RFC 1323 is the Internet standard to improve TCP performance on high bandwidth, long delay links. The algorithms documented in this standard are included along with the packet recovery techniques in the RELIA implementation.
In the standard
international Internet environment of 4 per cent packet loss and 300
millisecond ping time, RELIA’s RED1 technology throughput is 884% of TCP’s
throughput. Similar advantages are
available at other combinations of packet loss and delay.
In testing against groups of
8 packets being lost out of every 200, with
a ping time of 600 milliseconds, the RELIA technology lost its
connection only 1/9 (11 per cent) as often as the TCP connection was lost. This difference will grow even more in
RELIA’s favor as the technology evolves
This chart shows the superior performance of the various RELIA extension technologies as compared to naked TCP when subjected to the International average 4 per cent packet loss over Local(10ms), National(80ms), International(300ms), and Satellite(600ms) ping times.

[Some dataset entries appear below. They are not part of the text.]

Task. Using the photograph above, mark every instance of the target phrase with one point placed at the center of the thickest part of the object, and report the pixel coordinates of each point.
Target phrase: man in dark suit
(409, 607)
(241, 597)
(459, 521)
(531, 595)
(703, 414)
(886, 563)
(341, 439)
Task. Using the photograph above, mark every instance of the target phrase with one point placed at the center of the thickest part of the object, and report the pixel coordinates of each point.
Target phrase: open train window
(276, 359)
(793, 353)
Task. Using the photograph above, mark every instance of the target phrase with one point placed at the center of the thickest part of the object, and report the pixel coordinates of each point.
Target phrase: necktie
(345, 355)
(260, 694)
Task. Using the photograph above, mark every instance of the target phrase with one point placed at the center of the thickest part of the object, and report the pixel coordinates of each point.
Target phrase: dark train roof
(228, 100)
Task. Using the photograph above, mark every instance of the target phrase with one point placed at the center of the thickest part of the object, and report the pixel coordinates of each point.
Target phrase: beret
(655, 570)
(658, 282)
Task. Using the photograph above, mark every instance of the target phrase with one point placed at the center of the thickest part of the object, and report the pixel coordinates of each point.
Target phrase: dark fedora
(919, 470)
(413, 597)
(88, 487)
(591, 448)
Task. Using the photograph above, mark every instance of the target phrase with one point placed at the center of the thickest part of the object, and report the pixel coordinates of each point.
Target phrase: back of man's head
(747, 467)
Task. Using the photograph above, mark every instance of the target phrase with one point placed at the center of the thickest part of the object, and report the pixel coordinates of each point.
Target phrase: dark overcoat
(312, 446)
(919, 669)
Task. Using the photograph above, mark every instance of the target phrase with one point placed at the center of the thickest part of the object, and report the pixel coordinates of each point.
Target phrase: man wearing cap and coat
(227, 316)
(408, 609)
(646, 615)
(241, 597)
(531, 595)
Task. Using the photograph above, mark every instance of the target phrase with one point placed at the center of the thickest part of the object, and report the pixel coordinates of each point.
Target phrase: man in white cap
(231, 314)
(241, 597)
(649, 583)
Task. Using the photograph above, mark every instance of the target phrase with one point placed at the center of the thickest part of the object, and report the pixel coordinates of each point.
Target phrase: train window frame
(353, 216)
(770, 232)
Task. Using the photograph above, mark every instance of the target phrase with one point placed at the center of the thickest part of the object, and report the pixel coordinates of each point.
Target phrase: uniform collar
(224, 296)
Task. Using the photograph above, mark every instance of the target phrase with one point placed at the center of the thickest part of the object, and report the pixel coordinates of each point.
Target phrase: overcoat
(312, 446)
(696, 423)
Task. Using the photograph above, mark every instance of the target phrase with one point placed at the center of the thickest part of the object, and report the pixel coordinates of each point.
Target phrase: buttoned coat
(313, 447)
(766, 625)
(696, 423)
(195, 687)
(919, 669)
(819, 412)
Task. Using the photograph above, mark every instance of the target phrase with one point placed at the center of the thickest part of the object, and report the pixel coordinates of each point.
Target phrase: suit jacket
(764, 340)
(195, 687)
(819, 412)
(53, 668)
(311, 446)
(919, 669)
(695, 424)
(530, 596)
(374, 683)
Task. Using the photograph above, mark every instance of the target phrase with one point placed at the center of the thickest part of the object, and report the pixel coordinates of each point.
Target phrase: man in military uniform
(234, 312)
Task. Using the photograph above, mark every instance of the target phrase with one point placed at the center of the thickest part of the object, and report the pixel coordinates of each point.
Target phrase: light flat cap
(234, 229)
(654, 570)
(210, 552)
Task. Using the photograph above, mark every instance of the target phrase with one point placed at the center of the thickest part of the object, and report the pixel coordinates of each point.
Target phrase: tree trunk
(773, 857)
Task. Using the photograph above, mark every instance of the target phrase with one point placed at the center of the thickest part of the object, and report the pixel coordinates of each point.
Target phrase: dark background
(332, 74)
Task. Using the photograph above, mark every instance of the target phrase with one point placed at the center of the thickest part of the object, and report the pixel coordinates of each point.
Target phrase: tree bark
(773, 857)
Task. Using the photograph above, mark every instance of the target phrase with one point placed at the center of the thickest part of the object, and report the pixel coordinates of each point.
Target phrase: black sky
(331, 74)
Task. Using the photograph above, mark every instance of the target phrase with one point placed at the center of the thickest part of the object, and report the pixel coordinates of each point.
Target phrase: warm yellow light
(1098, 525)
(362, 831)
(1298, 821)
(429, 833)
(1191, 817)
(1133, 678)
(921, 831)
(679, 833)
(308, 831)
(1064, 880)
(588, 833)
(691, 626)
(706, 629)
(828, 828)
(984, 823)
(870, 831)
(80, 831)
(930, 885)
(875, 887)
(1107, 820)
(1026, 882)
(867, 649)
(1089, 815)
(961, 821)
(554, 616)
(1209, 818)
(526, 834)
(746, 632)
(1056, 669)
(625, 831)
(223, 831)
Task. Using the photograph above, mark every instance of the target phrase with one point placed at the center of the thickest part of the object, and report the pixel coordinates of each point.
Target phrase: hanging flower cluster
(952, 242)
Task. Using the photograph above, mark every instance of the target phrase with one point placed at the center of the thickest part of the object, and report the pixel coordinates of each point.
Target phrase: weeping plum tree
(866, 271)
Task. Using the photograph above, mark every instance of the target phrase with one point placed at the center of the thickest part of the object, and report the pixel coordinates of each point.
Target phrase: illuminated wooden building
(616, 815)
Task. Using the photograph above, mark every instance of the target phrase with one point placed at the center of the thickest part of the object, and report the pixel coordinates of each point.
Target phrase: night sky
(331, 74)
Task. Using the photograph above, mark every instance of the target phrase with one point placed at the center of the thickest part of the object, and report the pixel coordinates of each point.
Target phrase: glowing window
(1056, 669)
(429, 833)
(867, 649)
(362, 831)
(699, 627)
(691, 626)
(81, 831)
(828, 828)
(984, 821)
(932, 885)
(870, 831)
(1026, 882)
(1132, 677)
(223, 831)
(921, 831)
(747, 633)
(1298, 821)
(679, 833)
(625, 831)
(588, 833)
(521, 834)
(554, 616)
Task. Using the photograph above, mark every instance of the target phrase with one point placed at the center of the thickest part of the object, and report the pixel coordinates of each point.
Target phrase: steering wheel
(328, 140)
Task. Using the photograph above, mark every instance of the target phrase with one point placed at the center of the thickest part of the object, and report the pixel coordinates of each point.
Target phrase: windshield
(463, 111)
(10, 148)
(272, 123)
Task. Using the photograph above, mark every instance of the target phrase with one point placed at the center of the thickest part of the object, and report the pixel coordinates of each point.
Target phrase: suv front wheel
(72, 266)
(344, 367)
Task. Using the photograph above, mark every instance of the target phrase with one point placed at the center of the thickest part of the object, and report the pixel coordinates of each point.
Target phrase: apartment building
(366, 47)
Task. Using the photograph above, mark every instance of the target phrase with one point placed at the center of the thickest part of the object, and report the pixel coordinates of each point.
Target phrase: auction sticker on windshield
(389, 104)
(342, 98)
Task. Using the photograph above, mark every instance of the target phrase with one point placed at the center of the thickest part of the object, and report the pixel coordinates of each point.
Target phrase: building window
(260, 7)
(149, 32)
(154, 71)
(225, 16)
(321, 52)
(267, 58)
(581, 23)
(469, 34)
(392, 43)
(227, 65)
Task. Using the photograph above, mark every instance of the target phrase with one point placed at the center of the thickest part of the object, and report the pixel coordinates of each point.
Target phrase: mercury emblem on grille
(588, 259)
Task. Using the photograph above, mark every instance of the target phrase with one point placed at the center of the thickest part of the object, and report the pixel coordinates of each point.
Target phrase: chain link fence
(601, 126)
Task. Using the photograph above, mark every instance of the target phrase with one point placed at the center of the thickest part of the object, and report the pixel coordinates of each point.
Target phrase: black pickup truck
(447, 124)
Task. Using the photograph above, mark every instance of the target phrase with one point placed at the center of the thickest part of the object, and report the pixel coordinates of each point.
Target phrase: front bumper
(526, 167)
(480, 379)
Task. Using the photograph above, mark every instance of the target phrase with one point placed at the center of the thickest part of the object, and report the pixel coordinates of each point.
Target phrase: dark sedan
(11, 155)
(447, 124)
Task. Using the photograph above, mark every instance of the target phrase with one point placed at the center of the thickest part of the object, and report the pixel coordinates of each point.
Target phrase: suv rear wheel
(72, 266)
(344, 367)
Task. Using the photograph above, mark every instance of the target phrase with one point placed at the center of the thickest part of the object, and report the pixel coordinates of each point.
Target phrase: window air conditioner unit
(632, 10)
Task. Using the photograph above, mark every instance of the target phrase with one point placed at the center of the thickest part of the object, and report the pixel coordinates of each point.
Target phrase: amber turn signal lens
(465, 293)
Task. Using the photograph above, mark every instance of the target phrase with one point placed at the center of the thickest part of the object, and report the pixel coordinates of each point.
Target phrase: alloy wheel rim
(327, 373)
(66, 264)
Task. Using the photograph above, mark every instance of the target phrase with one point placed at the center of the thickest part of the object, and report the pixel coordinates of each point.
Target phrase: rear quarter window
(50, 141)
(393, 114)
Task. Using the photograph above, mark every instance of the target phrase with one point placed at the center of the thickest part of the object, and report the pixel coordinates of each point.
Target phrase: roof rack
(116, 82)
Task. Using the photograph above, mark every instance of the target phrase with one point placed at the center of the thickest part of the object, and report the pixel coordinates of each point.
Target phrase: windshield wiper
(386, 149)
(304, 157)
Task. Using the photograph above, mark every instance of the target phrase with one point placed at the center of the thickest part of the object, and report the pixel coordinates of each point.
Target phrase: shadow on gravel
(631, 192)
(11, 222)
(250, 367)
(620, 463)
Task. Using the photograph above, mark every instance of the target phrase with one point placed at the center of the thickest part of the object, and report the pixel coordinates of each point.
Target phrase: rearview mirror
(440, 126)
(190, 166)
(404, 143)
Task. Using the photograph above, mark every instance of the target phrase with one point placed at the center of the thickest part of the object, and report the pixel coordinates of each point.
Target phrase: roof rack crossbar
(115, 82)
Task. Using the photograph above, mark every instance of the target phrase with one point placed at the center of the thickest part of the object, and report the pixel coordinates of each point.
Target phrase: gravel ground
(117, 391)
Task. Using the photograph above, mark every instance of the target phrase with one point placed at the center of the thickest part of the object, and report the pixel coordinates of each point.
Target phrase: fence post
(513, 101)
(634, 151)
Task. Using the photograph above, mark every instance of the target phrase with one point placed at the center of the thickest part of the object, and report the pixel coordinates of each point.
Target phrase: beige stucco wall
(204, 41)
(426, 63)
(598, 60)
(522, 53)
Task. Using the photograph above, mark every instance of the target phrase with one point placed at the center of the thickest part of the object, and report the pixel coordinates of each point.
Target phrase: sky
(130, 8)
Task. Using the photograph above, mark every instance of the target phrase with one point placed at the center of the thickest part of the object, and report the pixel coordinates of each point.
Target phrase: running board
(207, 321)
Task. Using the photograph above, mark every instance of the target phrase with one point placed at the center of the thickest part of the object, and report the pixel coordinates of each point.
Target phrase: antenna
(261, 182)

Performance on the international Internet and satellite Internet at 2
per cent packet loss
The Relia technology sends
redundant packets , enabling the receiving side to reconstruct the missing
packets and eliminate TCP’s “time out and retransmission”(the sender waits some
multiple of the ping time before retransmitting if it hasn’t heard an
acknowledgment). The patent filing
covers a variety of techniques to accomplish recovery without
retransmission.
The RelSock demonstration implementation allows the user
to easily select redundancy levels RED1(good for recovering single packet
losses), RED2(good for recovering pairs of lost packets), RED4(good for
recovering groups of up to 4 lost packets), or RED8(good for recovering groups
of up to 8 lost packets).
As would be expected, the
different redundancy levels offer advantages as the packets are lost in groups
instead of one-at-a time. The default selection in the current demo is RED2.
CONCLUSION: In all cases of international and satellite
Internet connections, RELIA technology
significantly out-performs Naked TCP.
In
our testing (NT to NT ) losing a group of 8 packets out of 200 with 600
milliseconds ping time, sending a suite of 10 files, each slightly larger than
a megabyte:
NAKED TCP: TCP connection was lost
before all 10 files were transferred in 72 out of 113 trials (63 per cent of the time)
RED1, RED2, RED4, RED8: These connections use a
conventional TCP connection to establish the RELIA connection, and it appears
this process is still vulnerable to connection loss, this vulnerability will be
reduced in future versions of the technology. With today’s demonstration
version the RELIA connection was lost before all 10 files were transferred in 8
out of 120 trials (7 per cent of the
time)
CONCLUSION: When 8 packets in a row are lost at an
overall packet loss rate of 4 per cent and a satellite delay, The RELIA
connections are 9 times more robust than NAKED TCP.
RELIA technology offers the software application developer dramatically higher performance and reliability extensions to TCP when compared in the harsh international and satellite Internet environment.